Di mana-mana, ada pengantin wanita dengan topi koboi atau kacamata berbentuk hati, dan dalam satu kasus mengenakan bodysuit berlian imitasi megah yang layak untuk Dolly. Di puncak gedung yang ramai, saya mengobrol dengan sekelompok orang yang memegang kipas yang dicetak dengan wajah mempelai pria—yang, menurut mereka, tampak seperti Pangeran Harry. Di sebuah klub yang dinamai berdasarkan band Florida Georgia Line, seorang wanita yang berteriak-teriak melemparkan glitter perak ke rambut saya. Setiap penduduk setempat yang saya ajak bicara membenci para penyusup ini, yang memenuhi jalan dengan bus-bus pesta mereka. Namun, ketika Anda berkumpul dengan para wanita bahagia yang merayakan teman-teman mereka, sulit untuk melihat masalahnya.

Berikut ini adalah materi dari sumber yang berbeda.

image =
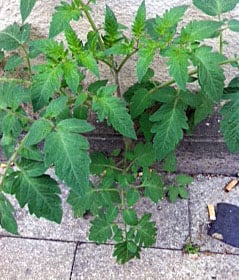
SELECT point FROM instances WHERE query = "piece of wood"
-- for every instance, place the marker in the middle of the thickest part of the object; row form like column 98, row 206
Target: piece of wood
column 231, row 185
column 211, row 212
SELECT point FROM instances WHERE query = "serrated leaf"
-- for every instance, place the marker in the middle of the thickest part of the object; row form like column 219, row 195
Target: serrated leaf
column 173, row 193
column 71, row 75
column 7, row 220
column 123, row 254
column 200, row 30
column 56, row 107
column 210, row 74
column 114, row 110
column 215, row 7
column 140, row 101
column 41, row 194
column 183, row 180
column 38, row 131
column 146, row 232
column 68, row 152
column 144, row 154
column 45, row 83
column 178, row 65
column 146, row 55
column 12, row 63
column 132, row 197
column 62, row 17
column 74, row 125
column 139, row 21
column 26, row 7
column 100, row 230
column 170, row 121
column 233, row 25
column 130, row 217
column 8, row 96
column 153, row 187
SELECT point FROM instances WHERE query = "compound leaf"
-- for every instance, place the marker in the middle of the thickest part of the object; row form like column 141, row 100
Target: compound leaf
column 146, row 232
column 215, row 7
column 7, row 220
column 139, row 21
column 45, row 83
column 41, row 193
column 170, row 120
column 67, row 150
column 210, row 74
column 114, row 110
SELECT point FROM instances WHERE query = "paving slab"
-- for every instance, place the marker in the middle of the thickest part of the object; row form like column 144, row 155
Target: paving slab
column 204, row 191
column 95, row 262
column 35, row 259
column 171, row 220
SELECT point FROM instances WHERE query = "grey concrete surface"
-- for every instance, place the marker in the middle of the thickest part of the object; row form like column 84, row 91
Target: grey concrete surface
column 45, row 250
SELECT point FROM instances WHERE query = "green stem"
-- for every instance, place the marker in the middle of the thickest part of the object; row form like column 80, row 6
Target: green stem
column 11, row 161
column 28, row 61
column 92, row 23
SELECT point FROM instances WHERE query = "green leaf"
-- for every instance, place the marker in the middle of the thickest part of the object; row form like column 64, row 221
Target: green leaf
column 130, row 217
column 56, row 107
column 71, row 75
column 45, row 83
column 68, row 152
column 41, row 194
column 100, row 230
column 13, row 36
column 38, row 131
column 62, row 17
column 170, row 120
column 173, row 193
column 233, row 25
column 200, row 30
column 114, row 110
column 12, row 63
column 210, row 74
column 7, row 220
column 74, row 125
column 183, row 180
column 178, row 65
column 123, row 254
column 140, row 101
column 153, row 187
column 146, row 55
column 111, row 27
column 144, row 154
column 146, row 232
column 215, row 7
column 139, row 21
column 26, row 7
column 132, row 197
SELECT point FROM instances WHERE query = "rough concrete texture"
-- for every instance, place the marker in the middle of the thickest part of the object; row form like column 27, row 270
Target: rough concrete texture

Bar di tengah Jason Aldean dibangun di sekitar traktor hijau besar. Pintu kamar mandi bertuliskan "pria selatan" dan "gadis desa." Malam ketika saya pergi, kerumunan itu tenang—tidak ada lajang, hanya pasangan setengah baya. Penyanyi di atas panggung itu tampan dan menyenangkan, senang mendengar permintaan untuk lagu "Travelin' Soldier" dari Chicks. Ketika seseorang meminta "Wagon Wheel," lagu klasik tahun 2004 yang ditulis bersama oleh Bob Dylan dan dinyanyikan ulang satu dekade kemudian oleh Darius Rucker, penyanyi itu berbicara dengan penuh nostalgia tentang orang-orang yang lewat yang meminta lagu itu ketika ia bermain musik di Broadway bertahun-tahun yang lalu, sebelum jalanan dipadati turis. "Itu menunjukkan kepada Anda bahwa dengan banyak dedikasi dan kerja keras dan waktu sekitar sebelas tahun, Anda dapat melangkah sekitar seratus kaki dari tempat Anda memulai!" katanya. "Jadi, ini sedikit 'Wagon Wheel' untukmu!" Merasa sayang, saya mencari penyanyi itu secara daring. Halaman Twitter-nya penuh dengan unggahan yang disukai yang membela anti-vaksin dan perusuh 6 Januari.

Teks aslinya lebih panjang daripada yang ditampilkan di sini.